In the book
Cotton, W.R. and R.A. Pielke, 2007: Human impacts on weather and climate, Cambridge University Press, 330 pp,
we presented results by Norm Woods (who works with Graeme Stephens) on the magnitude of radiative forcing for three types of vertical temperature and moisture soundings (tropical; winter subarctic and summer subarctic). Climate Science has summarized this study in the past (e.g., see the May 5th blog entitled Relative Roles of CO2 and Water Vapor in Radiative Forcing).
This weblog presents further analyses of these soundings by Norm Woods.
The total forcings are evaluated as the increase in flux convergence at the tropopause, and also divided these into the atmospheric and surface portions. As before, these results are for a change from 280 to 560 ppmv of CO2 [Norm presented this values with the same precision as the model output to show that they balanced].
Among the interesting results that he found is that the subarctic winter has the weakest total forcing, but the greatest surface forcing.

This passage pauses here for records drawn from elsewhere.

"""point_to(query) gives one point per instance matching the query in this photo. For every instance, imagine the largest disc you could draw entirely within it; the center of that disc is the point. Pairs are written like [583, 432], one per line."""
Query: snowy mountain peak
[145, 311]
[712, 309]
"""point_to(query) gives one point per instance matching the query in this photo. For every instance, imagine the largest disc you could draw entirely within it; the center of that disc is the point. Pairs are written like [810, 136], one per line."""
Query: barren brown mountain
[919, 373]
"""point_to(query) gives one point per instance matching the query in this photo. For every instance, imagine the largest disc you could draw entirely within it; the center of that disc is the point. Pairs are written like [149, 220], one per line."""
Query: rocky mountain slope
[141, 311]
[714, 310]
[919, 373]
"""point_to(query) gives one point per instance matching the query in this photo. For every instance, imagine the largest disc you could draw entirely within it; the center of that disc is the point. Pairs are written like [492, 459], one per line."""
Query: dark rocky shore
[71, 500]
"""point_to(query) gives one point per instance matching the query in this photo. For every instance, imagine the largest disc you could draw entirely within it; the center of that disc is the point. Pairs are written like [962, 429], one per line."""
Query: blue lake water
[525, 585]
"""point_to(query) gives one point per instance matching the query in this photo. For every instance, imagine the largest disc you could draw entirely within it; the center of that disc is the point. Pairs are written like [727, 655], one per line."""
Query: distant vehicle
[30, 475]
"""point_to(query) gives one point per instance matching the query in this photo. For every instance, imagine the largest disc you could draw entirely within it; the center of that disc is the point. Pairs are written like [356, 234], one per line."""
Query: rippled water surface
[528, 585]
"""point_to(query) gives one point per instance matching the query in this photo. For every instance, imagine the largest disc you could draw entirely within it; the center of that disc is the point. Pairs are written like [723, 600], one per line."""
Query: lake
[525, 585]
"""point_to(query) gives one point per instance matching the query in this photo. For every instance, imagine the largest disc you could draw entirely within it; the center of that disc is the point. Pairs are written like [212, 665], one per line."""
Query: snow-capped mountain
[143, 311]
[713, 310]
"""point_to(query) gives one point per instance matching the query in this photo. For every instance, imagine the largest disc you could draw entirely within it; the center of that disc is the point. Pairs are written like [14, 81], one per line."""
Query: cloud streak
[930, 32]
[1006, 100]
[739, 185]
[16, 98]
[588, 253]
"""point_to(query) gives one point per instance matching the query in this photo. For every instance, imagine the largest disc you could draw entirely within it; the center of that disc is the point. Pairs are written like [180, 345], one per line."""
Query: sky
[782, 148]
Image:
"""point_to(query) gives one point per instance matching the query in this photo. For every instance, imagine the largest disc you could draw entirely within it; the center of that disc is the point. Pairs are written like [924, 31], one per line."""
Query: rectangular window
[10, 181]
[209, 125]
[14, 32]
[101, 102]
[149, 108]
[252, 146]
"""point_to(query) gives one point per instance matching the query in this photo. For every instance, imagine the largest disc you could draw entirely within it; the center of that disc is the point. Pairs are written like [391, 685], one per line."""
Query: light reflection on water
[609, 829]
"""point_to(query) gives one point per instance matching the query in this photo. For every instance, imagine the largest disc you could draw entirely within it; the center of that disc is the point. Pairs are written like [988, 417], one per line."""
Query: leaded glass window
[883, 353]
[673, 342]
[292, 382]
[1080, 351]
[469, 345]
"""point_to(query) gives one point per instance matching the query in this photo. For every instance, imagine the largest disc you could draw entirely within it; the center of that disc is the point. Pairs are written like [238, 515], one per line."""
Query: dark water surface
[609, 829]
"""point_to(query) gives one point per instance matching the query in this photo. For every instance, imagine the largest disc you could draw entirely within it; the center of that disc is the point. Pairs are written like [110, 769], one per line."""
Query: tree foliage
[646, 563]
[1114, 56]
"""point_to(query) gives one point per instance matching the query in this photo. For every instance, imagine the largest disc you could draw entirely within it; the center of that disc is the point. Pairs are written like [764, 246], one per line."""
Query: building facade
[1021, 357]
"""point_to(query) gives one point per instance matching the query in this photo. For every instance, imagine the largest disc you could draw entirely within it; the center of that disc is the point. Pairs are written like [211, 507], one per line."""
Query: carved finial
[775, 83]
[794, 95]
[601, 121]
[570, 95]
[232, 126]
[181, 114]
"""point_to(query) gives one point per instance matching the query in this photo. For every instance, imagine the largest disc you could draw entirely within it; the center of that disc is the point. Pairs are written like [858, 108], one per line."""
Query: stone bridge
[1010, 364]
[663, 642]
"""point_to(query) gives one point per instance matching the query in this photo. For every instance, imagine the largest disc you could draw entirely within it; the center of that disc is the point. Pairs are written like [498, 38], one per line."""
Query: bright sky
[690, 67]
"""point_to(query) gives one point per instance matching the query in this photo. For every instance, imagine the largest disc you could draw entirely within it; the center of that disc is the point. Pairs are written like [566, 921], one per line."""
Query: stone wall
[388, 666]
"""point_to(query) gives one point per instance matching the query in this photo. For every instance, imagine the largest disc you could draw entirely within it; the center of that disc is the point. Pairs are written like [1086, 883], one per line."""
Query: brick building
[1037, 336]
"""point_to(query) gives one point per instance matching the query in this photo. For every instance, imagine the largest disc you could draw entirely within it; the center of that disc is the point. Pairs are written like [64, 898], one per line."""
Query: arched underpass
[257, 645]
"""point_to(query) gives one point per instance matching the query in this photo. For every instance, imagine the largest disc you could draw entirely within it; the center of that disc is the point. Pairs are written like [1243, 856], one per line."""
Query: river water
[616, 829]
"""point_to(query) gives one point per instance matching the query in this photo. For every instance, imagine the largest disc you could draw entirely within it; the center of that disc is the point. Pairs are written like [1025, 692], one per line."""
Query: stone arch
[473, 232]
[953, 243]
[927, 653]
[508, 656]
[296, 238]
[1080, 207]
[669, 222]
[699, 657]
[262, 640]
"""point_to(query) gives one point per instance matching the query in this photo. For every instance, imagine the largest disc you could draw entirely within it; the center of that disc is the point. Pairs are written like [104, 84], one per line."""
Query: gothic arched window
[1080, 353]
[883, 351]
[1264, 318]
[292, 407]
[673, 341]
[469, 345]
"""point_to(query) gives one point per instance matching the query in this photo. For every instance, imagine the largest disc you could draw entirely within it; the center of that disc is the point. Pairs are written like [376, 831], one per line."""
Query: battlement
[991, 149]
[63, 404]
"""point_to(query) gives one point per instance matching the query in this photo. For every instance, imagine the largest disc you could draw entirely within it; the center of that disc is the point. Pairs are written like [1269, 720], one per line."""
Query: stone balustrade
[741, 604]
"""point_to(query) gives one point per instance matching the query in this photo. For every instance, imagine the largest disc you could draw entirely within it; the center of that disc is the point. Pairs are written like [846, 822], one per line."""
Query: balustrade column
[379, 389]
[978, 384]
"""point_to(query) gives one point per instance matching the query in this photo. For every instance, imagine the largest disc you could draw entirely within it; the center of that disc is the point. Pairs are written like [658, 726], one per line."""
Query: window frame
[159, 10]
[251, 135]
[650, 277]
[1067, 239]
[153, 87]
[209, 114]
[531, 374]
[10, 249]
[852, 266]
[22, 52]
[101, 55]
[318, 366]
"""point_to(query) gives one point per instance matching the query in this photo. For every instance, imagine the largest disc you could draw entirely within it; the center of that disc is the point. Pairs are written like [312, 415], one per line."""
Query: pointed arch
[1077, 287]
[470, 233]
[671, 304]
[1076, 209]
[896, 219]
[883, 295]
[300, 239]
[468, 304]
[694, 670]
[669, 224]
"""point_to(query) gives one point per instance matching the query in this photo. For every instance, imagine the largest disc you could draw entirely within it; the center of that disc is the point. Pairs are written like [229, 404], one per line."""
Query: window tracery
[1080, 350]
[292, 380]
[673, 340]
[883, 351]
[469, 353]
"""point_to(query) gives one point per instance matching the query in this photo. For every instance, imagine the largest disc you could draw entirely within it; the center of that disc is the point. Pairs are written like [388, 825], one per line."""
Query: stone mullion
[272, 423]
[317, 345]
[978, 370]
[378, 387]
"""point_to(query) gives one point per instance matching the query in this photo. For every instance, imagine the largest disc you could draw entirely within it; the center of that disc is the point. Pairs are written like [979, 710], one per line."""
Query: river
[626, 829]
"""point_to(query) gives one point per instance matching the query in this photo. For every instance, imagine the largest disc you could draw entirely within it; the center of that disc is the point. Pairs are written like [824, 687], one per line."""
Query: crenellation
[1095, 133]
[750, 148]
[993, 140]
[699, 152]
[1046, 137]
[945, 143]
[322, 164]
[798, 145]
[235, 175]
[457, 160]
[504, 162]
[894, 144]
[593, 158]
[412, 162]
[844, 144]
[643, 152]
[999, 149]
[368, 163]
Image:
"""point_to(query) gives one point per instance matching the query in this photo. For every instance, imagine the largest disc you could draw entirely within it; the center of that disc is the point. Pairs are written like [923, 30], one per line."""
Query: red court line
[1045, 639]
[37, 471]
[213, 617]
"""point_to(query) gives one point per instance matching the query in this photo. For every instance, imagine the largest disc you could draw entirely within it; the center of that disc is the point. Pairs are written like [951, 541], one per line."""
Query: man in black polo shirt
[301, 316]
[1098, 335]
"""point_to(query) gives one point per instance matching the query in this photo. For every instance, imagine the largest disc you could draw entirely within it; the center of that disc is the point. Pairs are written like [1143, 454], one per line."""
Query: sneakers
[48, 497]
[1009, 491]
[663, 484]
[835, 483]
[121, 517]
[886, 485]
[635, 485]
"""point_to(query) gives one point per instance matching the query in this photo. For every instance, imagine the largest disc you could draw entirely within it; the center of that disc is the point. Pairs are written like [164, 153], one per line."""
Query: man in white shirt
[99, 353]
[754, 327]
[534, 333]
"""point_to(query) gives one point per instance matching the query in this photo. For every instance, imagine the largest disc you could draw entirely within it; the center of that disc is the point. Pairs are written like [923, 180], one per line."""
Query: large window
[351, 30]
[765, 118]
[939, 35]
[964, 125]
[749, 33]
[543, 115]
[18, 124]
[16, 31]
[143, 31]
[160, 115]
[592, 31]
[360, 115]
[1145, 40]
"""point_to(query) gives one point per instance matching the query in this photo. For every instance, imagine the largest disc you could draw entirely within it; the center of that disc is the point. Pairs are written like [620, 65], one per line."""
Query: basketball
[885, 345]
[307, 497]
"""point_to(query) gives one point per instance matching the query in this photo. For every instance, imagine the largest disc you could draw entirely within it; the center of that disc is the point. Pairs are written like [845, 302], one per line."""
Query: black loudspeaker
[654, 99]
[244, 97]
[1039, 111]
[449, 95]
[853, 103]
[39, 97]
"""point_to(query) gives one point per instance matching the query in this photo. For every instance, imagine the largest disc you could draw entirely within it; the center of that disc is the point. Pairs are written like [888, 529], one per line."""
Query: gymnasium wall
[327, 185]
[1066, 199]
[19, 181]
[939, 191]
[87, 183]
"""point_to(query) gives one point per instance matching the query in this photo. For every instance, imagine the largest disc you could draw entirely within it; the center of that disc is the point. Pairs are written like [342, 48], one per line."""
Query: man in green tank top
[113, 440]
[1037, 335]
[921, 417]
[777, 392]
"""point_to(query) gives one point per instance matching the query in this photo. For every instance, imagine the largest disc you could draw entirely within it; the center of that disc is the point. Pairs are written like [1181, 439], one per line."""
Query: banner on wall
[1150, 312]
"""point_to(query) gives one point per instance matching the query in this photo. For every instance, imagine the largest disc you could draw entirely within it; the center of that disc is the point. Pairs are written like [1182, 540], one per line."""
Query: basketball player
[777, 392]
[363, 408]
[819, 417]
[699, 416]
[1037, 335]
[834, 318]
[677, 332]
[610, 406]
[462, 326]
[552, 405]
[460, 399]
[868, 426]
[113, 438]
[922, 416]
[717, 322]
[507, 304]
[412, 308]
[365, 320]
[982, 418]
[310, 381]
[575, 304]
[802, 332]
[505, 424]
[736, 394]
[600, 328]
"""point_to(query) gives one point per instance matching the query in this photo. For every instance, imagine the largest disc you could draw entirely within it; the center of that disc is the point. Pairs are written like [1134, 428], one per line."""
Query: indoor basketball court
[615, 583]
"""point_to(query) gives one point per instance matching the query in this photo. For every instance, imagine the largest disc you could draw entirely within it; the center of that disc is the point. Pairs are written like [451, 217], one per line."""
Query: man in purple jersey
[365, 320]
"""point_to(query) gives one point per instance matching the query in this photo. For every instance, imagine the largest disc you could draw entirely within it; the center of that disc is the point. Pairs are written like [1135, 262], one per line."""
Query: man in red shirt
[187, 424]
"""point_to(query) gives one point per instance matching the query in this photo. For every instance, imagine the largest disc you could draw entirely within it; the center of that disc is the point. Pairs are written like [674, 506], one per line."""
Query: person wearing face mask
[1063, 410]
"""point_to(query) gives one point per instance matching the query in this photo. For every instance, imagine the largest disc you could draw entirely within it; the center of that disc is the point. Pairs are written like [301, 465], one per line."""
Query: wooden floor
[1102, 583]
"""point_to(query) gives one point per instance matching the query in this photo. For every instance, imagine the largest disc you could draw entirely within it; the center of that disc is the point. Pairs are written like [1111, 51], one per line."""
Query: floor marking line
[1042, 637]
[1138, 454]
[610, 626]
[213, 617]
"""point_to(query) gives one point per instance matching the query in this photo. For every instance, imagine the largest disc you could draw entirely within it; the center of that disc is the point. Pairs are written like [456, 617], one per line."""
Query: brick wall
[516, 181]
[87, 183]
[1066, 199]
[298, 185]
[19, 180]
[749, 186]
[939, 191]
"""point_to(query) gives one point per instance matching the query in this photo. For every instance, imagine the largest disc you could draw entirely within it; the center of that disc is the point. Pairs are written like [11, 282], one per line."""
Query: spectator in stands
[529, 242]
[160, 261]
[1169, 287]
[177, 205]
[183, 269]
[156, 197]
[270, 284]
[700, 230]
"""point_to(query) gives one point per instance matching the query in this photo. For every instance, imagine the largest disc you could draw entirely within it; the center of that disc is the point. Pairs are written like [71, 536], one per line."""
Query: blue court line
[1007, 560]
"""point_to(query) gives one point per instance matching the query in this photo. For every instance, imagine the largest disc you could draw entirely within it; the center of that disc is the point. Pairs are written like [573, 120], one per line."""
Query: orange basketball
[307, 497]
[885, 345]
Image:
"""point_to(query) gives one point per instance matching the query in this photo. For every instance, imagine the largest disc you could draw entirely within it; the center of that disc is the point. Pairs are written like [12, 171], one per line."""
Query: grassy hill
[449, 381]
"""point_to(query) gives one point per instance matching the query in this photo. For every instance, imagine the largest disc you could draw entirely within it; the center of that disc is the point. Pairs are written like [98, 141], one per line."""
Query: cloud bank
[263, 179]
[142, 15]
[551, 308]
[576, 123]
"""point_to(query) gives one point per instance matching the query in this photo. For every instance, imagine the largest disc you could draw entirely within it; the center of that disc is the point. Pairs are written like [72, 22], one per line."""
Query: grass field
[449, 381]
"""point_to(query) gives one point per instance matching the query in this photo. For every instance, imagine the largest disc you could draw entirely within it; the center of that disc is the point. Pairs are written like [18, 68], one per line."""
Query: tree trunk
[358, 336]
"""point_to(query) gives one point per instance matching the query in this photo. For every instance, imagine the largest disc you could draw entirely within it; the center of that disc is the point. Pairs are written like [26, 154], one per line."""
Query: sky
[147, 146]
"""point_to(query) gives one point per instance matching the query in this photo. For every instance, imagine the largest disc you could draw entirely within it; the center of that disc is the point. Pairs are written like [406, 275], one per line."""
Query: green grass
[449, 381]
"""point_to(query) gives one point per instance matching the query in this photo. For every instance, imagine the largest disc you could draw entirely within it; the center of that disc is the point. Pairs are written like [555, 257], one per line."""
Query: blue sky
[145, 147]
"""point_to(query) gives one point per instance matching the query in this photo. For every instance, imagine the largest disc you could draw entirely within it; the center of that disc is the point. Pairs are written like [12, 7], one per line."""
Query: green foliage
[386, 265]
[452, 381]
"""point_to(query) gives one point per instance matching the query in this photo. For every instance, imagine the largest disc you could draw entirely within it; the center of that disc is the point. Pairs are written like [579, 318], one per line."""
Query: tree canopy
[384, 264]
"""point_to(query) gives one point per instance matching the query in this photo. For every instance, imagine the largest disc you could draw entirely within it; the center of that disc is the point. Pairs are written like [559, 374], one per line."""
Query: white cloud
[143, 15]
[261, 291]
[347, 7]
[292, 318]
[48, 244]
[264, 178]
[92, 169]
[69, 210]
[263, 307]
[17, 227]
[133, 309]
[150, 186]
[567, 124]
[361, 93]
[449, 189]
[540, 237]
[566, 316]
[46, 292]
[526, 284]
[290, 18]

These results illustrate why presenting a single number of radiative forcing as a metric of climate change (such as given in Figure SPM.2 in the 2007 WG1 Statement for Policymakers of the IPCC) is a poor way to assess how the radiative forcing of CO2 and water vapor actually affect weather and other aspects of the climate system. Both the regional and vertical forcing vary geographically and with season, and obviously a global average top of the atmosphere radiative forcing does not capture this important heterogeneity in the climate forcings (also see).